Armut in Bern, von Nahem betrachtet
Wie lebt man in Bern, wenn man arm ist? Fühlt man sich arm, wenn man als arm gilt? Und: Kann man es aus der Armut heraus schaffen? Die Multimedia-Produzentinnen Jana Leu und Tamara Reichle schauen mit ihrem Video-Format «Häregluegt» genau hin.
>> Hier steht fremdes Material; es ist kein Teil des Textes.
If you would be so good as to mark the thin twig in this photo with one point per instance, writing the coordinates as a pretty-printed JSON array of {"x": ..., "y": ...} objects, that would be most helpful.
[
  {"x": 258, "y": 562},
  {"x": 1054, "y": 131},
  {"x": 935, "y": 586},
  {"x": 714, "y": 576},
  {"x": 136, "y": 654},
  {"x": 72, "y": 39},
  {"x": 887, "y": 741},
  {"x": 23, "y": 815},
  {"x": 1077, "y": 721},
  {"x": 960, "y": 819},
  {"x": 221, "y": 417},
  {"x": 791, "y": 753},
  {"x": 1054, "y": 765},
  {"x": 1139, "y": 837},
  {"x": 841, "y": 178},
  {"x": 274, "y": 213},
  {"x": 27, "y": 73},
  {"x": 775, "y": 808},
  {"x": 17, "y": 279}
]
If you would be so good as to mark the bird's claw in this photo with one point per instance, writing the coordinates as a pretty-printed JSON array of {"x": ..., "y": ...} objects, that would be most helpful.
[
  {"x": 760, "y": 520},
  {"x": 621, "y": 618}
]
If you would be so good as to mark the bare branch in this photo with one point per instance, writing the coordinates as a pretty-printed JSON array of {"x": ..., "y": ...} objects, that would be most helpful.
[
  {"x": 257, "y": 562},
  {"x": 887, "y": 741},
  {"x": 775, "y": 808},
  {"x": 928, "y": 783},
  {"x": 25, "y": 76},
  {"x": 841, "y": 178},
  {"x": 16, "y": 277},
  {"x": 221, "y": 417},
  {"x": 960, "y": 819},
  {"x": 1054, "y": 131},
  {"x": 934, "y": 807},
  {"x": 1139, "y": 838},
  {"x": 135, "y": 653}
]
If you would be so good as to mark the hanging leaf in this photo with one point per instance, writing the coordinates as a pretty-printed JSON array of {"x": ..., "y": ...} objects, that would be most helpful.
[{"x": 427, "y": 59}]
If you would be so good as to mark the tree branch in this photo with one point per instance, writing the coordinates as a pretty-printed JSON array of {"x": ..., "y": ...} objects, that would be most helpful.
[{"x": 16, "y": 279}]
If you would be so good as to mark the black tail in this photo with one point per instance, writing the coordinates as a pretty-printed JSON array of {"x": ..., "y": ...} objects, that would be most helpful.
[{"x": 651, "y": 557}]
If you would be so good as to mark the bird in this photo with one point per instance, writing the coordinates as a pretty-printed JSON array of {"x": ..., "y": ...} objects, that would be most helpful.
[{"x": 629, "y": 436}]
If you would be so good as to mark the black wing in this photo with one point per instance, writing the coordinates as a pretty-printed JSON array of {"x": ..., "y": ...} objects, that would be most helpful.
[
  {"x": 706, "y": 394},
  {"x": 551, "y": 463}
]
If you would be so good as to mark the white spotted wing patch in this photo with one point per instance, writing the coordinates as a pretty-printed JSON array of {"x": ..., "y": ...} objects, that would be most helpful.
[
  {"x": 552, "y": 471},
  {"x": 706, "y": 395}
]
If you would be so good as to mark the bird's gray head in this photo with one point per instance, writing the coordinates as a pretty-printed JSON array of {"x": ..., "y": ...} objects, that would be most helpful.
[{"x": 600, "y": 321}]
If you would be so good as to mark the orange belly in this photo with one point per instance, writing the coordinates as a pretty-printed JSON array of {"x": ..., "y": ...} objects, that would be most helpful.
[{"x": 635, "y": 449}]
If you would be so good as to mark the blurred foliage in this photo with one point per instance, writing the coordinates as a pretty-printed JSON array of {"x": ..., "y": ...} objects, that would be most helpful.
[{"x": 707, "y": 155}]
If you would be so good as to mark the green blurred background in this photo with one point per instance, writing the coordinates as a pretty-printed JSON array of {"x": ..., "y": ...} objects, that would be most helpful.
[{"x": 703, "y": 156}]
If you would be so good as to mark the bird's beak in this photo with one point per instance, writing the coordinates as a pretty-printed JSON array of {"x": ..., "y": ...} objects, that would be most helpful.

«Häregluegt» heisst die Videoserie, mit deren Publikation die «Hauptstadt» heute auf dem Social-Media-Kanal Instagram startet. Das neue Format drückt sich trotz der für Instagram notwendigen Kürze der Beiträge nicht vor komplexen Themen – im Gegenteil: Die beiden Multimedia-Produzentinnen Jana Leu und Tamara Reichle versuchen, die Realität von Menschen in Bern, die von Armut betroffen sind, in einer Serie von kurzen Filmsequenzen differenziert darzustellen – im O-Ton der Betroffenen, ergänzt durch eine Expertenstimme. Die «Hauptstadt» verlinkt die Videos hier auf der Website sowie im «Hauptstadt»-Brief (so dass sie auch anschauen kann, wer kein Instagram-Konto hat) und wird die Serie mit zusätzlichen Recherchen begleiten.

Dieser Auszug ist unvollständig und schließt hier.